«Quels livres valent la peine d'être écrits, hormis les Mémoires
?» écrivait Malraux dès 1928. En dépit de ce que laissait
présager ce geste de reconnaissance à l'égard d'un genre
vieux de plus de cinq siècles - rien de moins que Le Miroir des
limbes, composé des Antimémoires, puis de La Corde et les
Souris -, la dimension mémoriale a sans doute été, de toute
l'oeuvre d'André Malraux, si ce n'est la moins fréquentée, sûrement
la moins explorée.
L'étude que lui consacre aujourd'hui Jean-Louis Jeannelle
ouvre les chemins de cette «odyssée de la mémoire», depuis le
simple journal de bord jusqu'à l'«antipacte mémorial». L'auteur
montre l'origine, la logique et la chronologie d'une composition
très éclatée que le lecteur a, sans cela, du mal à percevoir.
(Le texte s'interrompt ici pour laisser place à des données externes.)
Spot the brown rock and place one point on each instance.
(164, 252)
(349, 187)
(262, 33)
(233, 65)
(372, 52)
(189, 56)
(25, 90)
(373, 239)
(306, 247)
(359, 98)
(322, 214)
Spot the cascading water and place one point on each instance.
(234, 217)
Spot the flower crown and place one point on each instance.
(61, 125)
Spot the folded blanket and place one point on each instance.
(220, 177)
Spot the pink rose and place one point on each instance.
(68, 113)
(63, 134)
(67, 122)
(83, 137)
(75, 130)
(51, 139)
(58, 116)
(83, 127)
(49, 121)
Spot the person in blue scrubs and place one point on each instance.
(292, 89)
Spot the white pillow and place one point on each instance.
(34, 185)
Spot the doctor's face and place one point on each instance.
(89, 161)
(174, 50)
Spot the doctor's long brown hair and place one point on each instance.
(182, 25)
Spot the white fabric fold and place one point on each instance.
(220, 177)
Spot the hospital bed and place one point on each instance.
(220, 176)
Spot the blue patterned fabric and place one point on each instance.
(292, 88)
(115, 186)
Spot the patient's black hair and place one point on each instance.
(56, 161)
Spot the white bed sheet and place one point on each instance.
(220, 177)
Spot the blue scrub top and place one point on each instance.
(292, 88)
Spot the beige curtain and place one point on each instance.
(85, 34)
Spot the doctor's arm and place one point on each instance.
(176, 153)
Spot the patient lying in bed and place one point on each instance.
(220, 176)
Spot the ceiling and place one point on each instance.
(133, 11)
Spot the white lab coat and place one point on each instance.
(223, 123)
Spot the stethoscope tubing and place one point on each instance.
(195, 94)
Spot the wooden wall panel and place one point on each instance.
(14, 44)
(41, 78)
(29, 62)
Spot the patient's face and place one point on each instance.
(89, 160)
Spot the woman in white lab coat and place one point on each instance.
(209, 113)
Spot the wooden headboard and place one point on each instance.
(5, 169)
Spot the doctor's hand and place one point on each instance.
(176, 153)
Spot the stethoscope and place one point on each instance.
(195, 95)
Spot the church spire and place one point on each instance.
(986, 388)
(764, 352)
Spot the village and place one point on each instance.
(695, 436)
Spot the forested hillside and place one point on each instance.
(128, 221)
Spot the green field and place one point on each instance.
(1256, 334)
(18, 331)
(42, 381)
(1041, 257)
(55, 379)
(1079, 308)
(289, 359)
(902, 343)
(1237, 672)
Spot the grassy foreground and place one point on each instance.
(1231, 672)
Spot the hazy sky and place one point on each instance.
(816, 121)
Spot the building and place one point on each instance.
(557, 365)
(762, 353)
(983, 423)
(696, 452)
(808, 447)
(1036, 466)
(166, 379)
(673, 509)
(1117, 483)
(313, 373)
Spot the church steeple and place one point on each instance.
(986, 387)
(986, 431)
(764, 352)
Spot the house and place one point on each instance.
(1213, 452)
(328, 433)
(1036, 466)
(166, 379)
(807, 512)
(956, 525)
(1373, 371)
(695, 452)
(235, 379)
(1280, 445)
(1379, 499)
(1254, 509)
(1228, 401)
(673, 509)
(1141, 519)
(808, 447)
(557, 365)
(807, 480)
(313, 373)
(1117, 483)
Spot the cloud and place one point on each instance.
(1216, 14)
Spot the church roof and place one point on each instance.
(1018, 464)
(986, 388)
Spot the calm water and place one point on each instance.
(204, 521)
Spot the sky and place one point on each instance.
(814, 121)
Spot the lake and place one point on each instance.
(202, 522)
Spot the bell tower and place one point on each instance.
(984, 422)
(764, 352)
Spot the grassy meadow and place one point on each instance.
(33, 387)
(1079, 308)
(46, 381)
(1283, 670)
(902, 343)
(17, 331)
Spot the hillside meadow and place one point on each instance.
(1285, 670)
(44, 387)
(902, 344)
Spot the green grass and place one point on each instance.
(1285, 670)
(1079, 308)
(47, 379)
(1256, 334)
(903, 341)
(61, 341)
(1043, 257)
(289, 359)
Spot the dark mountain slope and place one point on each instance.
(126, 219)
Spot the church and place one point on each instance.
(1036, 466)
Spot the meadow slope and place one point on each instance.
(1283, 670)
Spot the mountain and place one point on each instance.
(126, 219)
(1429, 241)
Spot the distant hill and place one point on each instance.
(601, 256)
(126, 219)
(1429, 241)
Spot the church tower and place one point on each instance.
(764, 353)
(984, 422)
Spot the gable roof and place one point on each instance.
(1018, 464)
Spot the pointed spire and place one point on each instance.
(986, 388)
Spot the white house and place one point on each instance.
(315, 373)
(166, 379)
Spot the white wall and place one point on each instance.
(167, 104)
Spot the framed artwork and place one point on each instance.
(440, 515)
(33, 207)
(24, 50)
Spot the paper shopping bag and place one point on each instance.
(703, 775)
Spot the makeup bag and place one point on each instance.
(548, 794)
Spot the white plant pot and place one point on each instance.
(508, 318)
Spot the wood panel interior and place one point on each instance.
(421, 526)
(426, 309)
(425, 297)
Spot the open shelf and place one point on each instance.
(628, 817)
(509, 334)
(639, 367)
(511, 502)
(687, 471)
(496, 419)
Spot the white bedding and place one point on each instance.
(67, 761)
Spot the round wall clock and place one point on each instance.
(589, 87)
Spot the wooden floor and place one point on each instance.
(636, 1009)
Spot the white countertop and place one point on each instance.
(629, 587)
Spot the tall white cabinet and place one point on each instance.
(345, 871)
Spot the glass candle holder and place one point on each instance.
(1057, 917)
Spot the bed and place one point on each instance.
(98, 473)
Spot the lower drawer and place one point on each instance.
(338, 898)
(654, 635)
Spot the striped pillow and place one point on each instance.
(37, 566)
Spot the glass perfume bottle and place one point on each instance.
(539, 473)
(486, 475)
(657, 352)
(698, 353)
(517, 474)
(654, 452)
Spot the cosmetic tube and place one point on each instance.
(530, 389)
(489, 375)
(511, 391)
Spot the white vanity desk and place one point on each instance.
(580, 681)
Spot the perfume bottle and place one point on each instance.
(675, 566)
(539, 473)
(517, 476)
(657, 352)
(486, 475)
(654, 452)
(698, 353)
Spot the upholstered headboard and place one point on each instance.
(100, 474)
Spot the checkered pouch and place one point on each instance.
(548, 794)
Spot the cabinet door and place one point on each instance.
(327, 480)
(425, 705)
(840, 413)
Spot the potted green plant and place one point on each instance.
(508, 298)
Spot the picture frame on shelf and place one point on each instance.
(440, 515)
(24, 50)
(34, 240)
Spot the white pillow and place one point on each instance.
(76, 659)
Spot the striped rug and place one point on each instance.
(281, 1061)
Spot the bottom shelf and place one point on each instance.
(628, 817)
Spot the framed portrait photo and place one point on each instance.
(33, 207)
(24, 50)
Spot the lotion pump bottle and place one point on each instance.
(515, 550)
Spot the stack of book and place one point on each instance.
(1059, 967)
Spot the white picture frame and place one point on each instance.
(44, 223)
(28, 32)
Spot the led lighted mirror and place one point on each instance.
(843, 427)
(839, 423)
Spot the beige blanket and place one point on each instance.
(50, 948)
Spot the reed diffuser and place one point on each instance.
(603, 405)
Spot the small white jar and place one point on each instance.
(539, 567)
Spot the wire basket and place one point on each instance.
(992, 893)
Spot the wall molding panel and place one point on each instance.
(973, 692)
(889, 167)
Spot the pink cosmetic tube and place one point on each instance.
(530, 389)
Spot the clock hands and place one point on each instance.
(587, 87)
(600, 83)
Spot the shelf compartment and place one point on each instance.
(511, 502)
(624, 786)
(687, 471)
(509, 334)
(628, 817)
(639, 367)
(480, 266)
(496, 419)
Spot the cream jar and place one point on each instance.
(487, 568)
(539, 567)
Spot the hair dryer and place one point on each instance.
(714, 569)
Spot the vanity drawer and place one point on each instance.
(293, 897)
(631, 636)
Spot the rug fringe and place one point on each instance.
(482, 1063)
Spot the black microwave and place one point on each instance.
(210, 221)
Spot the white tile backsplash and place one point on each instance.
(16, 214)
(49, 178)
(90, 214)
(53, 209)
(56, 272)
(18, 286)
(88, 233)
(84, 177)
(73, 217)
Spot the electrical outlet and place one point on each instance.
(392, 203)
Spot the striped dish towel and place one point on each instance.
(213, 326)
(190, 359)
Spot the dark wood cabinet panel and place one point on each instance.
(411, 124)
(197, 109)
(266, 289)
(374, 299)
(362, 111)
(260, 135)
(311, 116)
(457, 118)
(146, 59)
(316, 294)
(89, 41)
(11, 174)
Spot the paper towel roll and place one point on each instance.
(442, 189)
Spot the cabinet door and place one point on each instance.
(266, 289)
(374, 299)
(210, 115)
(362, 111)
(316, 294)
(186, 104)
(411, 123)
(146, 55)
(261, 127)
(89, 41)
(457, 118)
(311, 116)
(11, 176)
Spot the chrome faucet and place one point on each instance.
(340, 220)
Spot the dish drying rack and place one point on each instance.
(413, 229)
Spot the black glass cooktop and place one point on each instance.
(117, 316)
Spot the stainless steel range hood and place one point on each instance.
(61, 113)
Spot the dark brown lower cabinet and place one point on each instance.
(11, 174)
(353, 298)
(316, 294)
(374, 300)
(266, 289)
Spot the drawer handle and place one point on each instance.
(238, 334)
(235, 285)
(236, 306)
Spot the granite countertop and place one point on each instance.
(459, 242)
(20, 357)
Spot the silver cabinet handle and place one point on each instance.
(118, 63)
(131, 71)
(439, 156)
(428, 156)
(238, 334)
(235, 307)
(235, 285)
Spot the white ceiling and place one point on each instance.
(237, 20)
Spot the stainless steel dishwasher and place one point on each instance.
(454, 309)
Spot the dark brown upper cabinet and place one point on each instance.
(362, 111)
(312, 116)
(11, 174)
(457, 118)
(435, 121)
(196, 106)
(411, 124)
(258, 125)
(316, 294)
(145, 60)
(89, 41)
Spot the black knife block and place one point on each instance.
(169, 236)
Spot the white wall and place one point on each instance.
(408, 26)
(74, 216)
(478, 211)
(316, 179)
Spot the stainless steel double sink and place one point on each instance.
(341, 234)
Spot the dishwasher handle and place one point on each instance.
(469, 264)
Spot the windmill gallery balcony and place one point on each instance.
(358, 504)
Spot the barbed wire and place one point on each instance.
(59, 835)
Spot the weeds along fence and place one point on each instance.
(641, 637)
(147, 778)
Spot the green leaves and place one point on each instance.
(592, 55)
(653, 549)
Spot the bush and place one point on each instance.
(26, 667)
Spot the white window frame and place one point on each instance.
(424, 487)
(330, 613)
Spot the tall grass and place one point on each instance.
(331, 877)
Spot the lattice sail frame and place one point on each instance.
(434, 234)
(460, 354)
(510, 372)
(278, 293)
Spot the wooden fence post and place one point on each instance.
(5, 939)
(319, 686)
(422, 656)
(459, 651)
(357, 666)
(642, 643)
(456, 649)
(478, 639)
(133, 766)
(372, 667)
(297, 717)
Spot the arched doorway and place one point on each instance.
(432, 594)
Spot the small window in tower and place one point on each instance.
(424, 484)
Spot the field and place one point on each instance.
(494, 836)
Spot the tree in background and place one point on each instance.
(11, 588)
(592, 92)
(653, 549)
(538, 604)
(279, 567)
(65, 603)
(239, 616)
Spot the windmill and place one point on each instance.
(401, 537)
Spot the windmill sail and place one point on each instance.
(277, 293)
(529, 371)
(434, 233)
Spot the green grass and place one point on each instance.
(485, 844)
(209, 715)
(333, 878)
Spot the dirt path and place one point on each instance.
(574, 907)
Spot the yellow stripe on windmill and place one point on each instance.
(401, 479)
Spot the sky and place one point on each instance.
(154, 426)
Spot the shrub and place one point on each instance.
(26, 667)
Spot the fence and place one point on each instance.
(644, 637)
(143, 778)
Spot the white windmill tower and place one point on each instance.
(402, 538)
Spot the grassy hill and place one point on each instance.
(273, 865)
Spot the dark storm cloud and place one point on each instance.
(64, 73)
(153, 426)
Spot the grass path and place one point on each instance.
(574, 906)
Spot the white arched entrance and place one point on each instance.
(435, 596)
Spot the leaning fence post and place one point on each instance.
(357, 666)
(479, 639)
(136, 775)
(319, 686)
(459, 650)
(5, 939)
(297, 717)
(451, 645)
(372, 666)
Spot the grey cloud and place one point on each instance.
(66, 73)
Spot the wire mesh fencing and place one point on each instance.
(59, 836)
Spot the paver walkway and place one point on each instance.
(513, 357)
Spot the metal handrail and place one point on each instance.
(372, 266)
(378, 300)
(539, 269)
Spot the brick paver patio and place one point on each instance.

C'est là l'originalité profonde d'une démarche qui consiste à
mettre en lumière la réflexion théorique sur un genre hérité d'une
lignée apparue avec Commynes et à établir entre les Antimémoires
de Malraux et les Mémoires de quelques autres - du
général de Gaulle à Simone de Beauvoir -, ou encore entre
Malraux et un auteur hanté par la mémoire comme Péguy, l'un
de ces «dialogues au sommet» dont Malraux lui-même était
coutumier.
Livre en abyme, livre en rebonds, livre en facettes, livre en
éclats : tout ce jeu de mémoire et de contre-mémoire constitue
la meilleure des introductions à ce thème omniprésent dans
toute l'oeuvre d'André Malraux : la métamorphose.